Worry about memory when:

  • Production monitoring shows memory growing over time without plateau
  • :erlang.memory() shows a specific category growing unexpectedly
  • Processes are being killed by max_heap_size limits
  • Response latency spikes correlate with GC activity

Don’t worry about memory when:

  • You’re writing a new feature and haven’t measured anything
  • Memory usage is stable under production load
  • You’re optimizing a code path that runs once at startup
  • The “optimization” makes code significantly harder to understand

The BEAM’s memory model is forgiving. Per-process heaps mean memory issues are contained. Dead processes release their memory instantly. The GC is incremental and low-latency.

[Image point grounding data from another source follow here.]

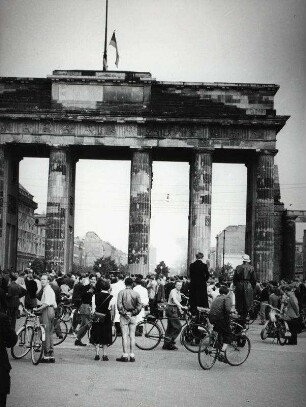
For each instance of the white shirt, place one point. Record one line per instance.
(48, 296)
(144, 298)
(115, 289)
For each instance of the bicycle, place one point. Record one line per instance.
(64, 310)
(150, 332)
(194, 330)
(24, 336)
(303, 318)
(235, 354)
(253, 311)
(275, 327)
(30, 338)
(60, 331)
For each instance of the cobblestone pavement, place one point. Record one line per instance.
(273, 375)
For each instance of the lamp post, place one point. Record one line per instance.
(223, 248)
(217, 252)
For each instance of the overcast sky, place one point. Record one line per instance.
(261, 41)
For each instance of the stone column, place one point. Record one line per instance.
(289, 238)
(60, 210)
(140, 212)
(200, 204)
(250, 210)
(9, 187)
(304, 255)
(278, 228)
(278, 240)
(264, 216)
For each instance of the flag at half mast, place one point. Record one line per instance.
(113, 42)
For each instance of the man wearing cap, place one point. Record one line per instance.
(129, 306)
(199, 275)
(244, 282)
(47, 307)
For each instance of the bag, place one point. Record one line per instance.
(298, 325)
(101, 317)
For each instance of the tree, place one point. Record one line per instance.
(77, 269)
(105, 265)
(162, 269)
(38, 266)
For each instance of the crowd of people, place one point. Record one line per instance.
(121, 302)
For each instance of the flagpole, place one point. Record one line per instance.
(105, 39)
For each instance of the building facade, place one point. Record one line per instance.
(31, 230)
(77, 114)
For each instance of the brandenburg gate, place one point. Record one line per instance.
(73, 115)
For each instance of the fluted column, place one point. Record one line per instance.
(9, 187)
(264, 216)
(200, 204)
(140, 212)
(60, 210)
(289, 236)
(250, 209)
(304, 255)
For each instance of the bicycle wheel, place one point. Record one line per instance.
(60, 332)
(37, 345)
(148, 335)
(238, 351)
(265, 331)
(281, 331)
(23, 345)
(114, 334)
(66, 314)
(207, 354)
(191, 336)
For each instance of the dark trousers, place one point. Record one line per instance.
(85, 320)
(3, 397)
(174, 324)
(12, 313)
(293, 329)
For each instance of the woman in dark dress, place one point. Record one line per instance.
(101, 333)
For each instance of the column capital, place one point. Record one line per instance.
(271, 152)
(140, 149)
(204, 150)
(289, 216)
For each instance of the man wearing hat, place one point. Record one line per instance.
(244, 282)
(199, 275)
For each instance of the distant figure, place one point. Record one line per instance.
(244, 281)
(8, 339)
(198, 284)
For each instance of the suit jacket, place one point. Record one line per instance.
(14, 292)
(8, 339)
(199, 275)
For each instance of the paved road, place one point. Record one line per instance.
(272, 376)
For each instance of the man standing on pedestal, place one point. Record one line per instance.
(199, 275)
(244, 282)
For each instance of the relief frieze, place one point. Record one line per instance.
(159, 131)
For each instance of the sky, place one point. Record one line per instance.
(250, 41)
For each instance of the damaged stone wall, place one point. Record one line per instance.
(140, 212)
(200, 204)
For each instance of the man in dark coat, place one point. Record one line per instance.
(8, 339)
(199, 275)
(244, 282)
(14, 293)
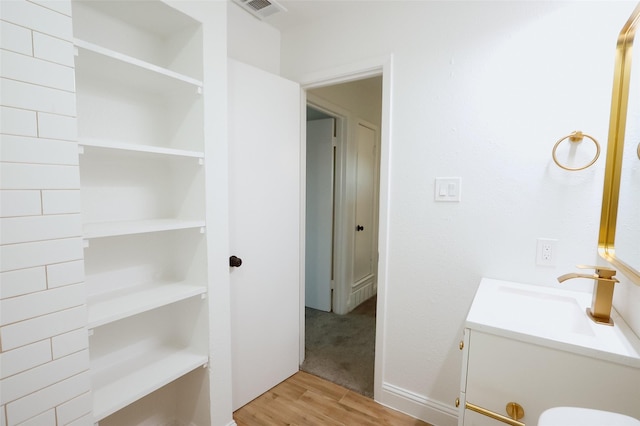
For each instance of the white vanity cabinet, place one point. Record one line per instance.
(541, 361)
(139, 87)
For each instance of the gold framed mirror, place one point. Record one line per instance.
(621, 197)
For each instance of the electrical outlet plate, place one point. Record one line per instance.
(448, 189)
(546, 252)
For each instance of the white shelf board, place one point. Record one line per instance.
(129, 70)
(137, 148)
(109, 307)
(114, 229)
(143, 378)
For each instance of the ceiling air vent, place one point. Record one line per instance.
(261, 8)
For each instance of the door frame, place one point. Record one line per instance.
(340, 244)
(343, 74)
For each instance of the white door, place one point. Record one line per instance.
(264, 222)
(319, 214)
(366, 189)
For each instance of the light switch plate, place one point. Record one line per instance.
(448, 189)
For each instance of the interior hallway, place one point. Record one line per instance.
(341, 348)
(305, 399)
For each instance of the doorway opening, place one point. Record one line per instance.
(342, 214)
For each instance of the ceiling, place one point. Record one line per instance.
(303, 12)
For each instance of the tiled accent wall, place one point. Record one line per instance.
(44, 360)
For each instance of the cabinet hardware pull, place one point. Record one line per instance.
(493, 415)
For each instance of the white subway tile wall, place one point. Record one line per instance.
(44, 379)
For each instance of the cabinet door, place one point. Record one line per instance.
(501, 370)
(264, 207)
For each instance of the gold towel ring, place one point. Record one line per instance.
(576, 136)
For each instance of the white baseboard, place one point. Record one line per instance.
(418, 406)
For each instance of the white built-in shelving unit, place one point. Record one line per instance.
(140, 132)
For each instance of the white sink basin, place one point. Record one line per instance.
(563, 416)
(551, 317)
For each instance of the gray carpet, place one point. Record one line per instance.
(341, 348)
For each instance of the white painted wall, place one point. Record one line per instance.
(252, 41)
(44, 357)
(482, 91)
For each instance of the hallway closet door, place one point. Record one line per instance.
(365, 252)
(319, 219)
(264, 229)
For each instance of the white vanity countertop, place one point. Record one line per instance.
(551, 317)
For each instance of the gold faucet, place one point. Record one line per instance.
(602, 298)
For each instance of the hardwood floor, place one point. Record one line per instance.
(305, 399)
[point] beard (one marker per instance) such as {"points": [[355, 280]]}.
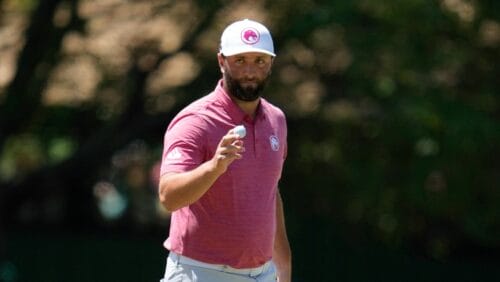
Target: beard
{"points": [[244, 93]]}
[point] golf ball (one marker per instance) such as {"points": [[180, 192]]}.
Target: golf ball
{"points": [[240, 130]]}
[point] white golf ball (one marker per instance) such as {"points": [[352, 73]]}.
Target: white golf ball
{"points": [[240, 130]]}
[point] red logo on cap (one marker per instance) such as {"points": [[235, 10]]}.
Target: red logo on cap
{"points": [[250, 35]]}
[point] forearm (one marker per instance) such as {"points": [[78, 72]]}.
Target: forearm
{"points": [[177, 190], [282, 254]]}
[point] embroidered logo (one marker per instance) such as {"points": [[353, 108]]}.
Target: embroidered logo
{"points": [[275, 143], [175, 154], [250, 35]]}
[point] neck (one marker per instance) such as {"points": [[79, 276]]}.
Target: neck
{"points": [[249, 108]]}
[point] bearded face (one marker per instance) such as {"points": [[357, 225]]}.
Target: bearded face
{"points": [[245, 90]]}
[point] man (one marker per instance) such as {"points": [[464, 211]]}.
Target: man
{"points": [[227, 219]]}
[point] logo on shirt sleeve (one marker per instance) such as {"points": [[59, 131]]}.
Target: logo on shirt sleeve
{"points": [[175, 154], [274, 142]]}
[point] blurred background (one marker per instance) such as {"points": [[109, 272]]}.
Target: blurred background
{"points": [[393, 111]]}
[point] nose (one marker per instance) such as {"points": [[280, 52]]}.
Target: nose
{"points": [[250, 72]]}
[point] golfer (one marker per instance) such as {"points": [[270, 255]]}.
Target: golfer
{"points": [[227, 220]]}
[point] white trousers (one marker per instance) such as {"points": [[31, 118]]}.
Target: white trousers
{"points": [[183, 269]]}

Most Elixir applications never need memory tuning. They need correct code, appropriate data structures, and respect for the message-passing paradigm. When you do need to optimize, measure first. The tools exist. Use them.

The goal isn’t minimal memory usage. It’s predictable memory behavior that doesn’t degrade over time. A system that uses 2GB stably is better than one that uses 500MB and grows indefinitely.

Understand the model. Profile when problems arise. Fix the actual bottleneck. Everything else is noise.